Please clarify why a HOECHST-positive cell is automatically still alive. As I understand, HOECHST does not assess cell viability…? According to a short internet search, HOECHST is membrane permeable. As such, doublets should be positive, not negative?

Also, if you used HOECHST positivity for gating cells that are still alive, and performed no permeabilization, cells gated afterwards cannot be Sytox-positive since Sytox explicitly does not permeate cell membrane. Thus, please clarify that there was no fixation or permeabilization step performed whatsoever.
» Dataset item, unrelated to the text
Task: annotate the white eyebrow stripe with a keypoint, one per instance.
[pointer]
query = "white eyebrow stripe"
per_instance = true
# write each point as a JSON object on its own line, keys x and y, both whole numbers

Washing steps are not indicated in the methodology. Also, centrifugation settings are not provided (in our own lab, we centrifuge for 15 min at 3200 g, thus suffering only little losses after each washing step), as are the amount of blood used for each staining (for our group, it's 150 µl per sample). Similarly, the average yield of cord blood is not specified in the revised version of the manuscript.

 

Regarding comment #7:

Did the authors measure pH value of healthy adults blood? If so, correlating it with ex vivo NET formation could shed more light onto a possible pH-mediated effect on the observed differences. Also, was umbilical cord blood from infants venous or arterial?

 

Regarding Figure 1 / MET assay methodology

The authors provide stringent arguments for using non-strand-ETs for the MET assay ("Therefore, we defined 200 µm2 to distinguish extracellular traps from necrotic or apoptotic cells specific for monocytes" etc.). Yet, this should also be added to the manuscript, not only to the response letter, as this is viable information.

Author Response

Please see the attachment.

Author Response File: Author Response.docx

Round 3

Reviewer 4 Report

I thank the authors for their thorough revision. I have no further comments.